Le PSG a envisagé une filialisation, c’est-à-dire la création d’une holding et de filiales dédiées respectivement à l’équipe masculine et à l’équipe féminine, pour échapper à l’index de l’égalité femmes-hommes. L’idée était de calculer les inégalités salariales au niveau de chaque filiale, plutôt qu’à l’échelle du club. Cependant, cette stratégie est peu susceptible de fonctionner. En effet, le Code du travail prévoit que les indicateurs de l’index sont calculés au niveau de l’unité économique et sociale (UES), qui peut dépasser le cadre des filiales. Une UES peut être reconnue par l’administration ou un syndicat, ce qui rendrait la filialisation inefficace pour contourner l’index. Le PSG a également tenté d’exclure de l’assiette de la pénalité les salaires des joueurs soumis à des conventions collectives spécifiques, mais le tribunal a rejeté cette demande.
Les footballeurs professionnels sont considérés comme des salariés en vertu de l’article L222-2-1 du Code du sport, qui renvoie au Code du travail. Cependant, leur statut présente des particularités. Par exemple, le lien de subordination, critère essentiel de la relation de travail, est partiellement remis en question par la réalité économique. Les stars du football, comme Lionel Messi, incarnent un capital économique dont la valeur peut influencer les décisions du club. Leur pouvoir de négociation est tel que leur subordination juridique est parfois contredite par des logiques économiques. Certains joueurs, comme Messi, sont à la fois salariés de leur club et associés de sociétés gérant leurs revenus publicitaires. Cette dualité soulève la question d’un statut juridique spécifique pour les vedettes du football, intermédiaire entre celui de salarié et d’entrepreneur.

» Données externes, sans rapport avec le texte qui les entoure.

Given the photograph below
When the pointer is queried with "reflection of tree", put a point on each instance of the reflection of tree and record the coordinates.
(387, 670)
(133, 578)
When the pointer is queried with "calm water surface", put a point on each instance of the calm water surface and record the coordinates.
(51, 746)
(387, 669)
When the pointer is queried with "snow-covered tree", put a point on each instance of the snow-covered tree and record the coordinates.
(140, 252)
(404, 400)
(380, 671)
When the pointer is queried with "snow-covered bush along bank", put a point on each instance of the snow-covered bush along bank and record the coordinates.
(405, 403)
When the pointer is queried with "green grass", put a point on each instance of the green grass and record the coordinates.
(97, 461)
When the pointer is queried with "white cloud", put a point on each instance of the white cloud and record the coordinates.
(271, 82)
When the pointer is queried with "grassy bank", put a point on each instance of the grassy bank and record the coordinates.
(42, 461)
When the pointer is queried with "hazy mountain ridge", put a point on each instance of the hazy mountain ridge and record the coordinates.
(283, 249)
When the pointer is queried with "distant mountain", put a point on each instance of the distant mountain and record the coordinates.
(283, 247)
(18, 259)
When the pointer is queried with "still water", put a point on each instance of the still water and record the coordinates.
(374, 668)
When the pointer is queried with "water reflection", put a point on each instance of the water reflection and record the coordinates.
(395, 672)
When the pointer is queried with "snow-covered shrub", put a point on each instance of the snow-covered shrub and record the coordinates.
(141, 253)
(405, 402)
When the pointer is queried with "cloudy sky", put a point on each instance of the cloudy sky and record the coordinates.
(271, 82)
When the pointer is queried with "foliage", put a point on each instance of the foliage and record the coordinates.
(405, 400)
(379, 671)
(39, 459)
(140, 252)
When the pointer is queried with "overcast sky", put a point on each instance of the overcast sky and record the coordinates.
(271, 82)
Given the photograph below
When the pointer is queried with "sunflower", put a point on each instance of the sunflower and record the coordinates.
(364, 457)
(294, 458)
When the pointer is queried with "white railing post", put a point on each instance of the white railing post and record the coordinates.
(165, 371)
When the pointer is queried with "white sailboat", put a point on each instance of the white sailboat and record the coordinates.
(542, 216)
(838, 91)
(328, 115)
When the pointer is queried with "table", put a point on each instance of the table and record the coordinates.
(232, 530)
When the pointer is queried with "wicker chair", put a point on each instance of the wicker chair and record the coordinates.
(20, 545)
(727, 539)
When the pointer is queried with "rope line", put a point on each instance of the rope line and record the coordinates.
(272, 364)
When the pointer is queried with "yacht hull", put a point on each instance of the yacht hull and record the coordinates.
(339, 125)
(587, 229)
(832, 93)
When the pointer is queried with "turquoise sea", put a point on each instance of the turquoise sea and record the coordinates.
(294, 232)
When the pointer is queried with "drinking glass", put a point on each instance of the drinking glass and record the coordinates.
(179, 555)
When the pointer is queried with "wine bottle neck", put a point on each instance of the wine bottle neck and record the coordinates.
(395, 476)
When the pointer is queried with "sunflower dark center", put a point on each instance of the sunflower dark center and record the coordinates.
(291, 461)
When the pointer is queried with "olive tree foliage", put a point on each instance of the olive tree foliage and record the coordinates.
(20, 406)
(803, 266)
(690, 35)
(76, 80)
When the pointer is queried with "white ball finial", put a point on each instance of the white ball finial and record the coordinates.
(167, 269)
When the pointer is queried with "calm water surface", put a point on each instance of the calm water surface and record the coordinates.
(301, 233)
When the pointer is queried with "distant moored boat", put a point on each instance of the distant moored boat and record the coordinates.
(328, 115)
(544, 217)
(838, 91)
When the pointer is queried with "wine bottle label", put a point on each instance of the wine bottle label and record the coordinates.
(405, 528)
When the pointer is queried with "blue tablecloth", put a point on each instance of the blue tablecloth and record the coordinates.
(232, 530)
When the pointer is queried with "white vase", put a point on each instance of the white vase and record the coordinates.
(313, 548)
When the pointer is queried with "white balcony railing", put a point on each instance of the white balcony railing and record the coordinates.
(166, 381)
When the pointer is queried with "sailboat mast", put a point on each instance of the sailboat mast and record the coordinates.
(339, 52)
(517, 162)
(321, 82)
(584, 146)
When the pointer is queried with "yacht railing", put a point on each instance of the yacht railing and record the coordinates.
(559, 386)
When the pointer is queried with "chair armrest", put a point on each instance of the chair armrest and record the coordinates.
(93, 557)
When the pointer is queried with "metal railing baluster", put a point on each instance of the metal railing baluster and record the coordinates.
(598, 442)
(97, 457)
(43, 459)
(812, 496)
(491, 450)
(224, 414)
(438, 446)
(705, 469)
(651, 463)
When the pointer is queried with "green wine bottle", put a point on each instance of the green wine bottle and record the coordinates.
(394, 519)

Cependant, une telle réforme serait complexe à mettre en œuvre et pourrait réduire les charges sociales payées par les clubs.
Le Tribunal administratif de Paris n’a pas reconnu d’*exception sportive* dans cette affaire, estimant que le législateur n’avait pas prévu une telle dérogation. Pour les clubs sportifs, la seule voie restante est de plaider leur cause auprès du législateur, notamment au niveau européen. La directive 2023/970, qui vise à renforcer l’application du principe d’égalité des rémunérations, offre une opportunité pour les clubs de faire valoir leur spécificité. Cependant, le législateur européen et français sera confronté à un dilemme : concilier le principe d’égalité avec les réalités économiques du sport professionnel, où les écarts de revenus entre hommes et femmes sont structurels. Une telle réforme nécessiterait un débat approfondi, car elle pourrait avoir des répercussions sur les charges sociales et les modèles économiques des clubs.